Recent Accounting Standards

In August 2014, the FASB issued ASU No. 2014-15, Disclosure of Uncertainties About an Entity’s Ability to Continue as a Going Concern, which provides guidance on determining when and how to disclose going-concern uncertainties in the financial statements.  The new standard requires management to perform interim and annual assessments of an entity’s ability to continue as a going concern within one year of the date the financial statements are issued.  An entity must provide certain disclosures if conditions or events raise substantial doubt about the entity’s ability to continue as a going concern. The ASU applies to all entities and is effective for annual periods ending after December 15, 2016, and interim periods thereafter, with early adoption permitted.
In May 2014, the Financial Accounting Standards Board ("FASB") issued Accounting Standards Update No. 2014-09, Revenue from Contracts with Customers ("ASU 2014-09"). ASU 2014-09 outlines a single comprehensive model for entities to use in accounting for revenue arising from contracts with customers and supersedes most current revenue recognition guidance, including industry-specific guidance. This new guidance is effective for annual reporting periods (including interim reporting periods within those periods) beginning after December 15, 2016; early adoption is not permitted. Entities have the option of using either a full retrospective or a modified approach to adopt the guidance. This update could impact the timing and amounts of revenue recognized. The Company is currently evaluating the method of adoption and the effect that implementation of this update will have on its consolidated financial position and results of operations upon adoption.
In July 2013, the FASB issued Accounting Standards Update No. 2013-11, Presentation of an Unrecognized Tax Benefit When a Net Operating Loss Carryforward, a Similar Tax Loss, or a Tax Credit Carryforward Exists ("ASU 2013-11"). ASU 2013-11 clarifies guidance and eliminates diversity in practice on the presentation of unrecognized tax benefits when a net operating loss carryforward, a similar tax loss, or a tax credit carryforward exists at the reporting date.
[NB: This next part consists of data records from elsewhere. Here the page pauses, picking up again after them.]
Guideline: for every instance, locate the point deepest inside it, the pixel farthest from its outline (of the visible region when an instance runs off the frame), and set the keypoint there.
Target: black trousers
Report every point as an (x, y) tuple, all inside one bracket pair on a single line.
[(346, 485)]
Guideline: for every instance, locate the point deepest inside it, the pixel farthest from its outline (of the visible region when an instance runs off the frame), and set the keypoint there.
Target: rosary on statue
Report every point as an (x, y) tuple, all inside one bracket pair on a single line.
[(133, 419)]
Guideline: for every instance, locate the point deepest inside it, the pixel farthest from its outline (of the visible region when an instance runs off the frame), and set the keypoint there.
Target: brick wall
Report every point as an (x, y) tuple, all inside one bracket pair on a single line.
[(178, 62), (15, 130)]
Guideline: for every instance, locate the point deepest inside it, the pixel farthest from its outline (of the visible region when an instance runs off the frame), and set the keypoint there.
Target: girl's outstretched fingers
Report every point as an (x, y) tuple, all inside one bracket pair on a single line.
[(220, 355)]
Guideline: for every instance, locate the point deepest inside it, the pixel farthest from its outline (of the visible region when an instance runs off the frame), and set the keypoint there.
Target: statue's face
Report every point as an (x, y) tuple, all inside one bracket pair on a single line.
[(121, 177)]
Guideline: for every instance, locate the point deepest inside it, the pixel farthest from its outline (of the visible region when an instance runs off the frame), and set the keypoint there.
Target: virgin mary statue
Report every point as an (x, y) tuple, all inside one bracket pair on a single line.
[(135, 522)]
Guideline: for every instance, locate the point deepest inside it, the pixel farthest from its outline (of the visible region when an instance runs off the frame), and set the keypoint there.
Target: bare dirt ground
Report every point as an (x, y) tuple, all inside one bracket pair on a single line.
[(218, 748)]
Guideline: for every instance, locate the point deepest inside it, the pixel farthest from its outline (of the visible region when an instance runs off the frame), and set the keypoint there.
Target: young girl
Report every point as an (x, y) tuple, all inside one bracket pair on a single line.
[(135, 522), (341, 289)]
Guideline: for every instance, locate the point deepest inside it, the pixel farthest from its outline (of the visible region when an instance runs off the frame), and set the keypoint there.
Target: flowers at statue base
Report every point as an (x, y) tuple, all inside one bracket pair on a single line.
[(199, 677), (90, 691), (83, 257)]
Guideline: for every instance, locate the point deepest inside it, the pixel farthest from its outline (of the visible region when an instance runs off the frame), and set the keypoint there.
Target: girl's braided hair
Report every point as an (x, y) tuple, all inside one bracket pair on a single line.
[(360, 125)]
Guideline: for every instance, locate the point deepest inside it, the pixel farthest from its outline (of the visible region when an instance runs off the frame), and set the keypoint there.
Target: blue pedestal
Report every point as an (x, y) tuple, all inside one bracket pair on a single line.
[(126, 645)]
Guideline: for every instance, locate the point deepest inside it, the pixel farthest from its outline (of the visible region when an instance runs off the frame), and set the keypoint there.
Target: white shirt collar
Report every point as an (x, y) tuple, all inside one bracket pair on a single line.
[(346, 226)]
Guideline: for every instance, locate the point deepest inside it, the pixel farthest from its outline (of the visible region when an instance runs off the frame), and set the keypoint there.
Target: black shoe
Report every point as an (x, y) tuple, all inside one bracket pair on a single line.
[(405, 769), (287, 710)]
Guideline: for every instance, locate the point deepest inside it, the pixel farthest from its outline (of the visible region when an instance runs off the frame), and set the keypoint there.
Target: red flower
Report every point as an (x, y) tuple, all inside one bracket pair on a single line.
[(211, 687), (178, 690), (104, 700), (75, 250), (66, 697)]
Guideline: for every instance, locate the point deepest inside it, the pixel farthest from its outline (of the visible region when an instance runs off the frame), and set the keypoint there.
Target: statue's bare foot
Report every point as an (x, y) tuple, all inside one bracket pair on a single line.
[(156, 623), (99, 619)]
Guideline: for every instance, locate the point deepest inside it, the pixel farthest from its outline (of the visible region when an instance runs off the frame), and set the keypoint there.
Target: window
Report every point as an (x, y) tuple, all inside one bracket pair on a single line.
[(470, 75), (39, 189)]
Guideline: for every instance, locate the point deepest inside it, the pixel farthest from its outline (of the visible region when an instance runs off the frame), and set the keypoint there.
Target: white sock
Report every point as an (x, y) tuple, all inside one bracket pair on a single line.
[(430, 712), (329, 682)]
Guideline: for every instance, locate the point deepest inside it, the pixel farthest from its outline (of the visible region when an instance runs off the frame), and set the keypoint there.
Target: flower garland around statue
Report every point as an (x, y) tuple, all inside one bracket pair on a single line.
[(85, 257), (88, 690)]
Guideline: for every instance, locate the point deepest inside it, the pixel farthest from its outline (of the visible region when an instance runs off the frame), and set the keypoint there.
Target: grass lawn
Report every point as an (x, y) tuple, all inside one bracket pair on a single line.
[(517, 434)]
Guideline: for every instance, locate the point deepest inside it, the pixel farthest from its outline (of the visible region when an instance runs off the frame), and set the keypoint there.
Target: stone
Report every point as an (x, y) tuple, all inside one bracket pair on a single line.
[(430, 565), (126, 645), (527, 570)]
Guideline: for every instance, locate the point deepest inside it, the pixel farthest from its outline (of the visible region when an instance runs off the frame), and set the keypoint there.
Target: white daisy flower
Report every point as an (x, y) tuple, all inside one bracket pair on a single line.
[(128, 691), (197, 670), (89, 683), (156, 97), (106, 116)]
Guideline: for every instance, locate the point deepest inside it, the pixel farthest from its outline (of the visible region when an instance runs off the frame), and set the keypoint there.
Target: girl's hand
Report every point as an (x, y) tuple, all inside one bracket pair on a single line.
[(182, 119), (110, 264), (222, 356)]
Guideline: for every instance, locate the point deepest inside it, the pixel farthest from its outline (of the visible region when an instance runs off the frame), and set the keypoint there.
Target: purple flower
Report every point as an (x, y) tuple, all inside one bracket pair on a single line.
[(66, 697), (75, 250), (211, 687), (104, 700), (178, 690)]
This new guidance is effective on a prospective basis for fiscal years and interim reporting periods within those years, beginning after December 15, 2013. The Company adopted the new guidance as of January 1, 2014. There has been no impact to the Company’s financial position or results of operations.
There were various updates recently issued, most of which represented technical corrections to the accounting literature or application to specific industries. None of the updates are expected to a have a material impact on the Company’s financial position, results of operations or cash flows.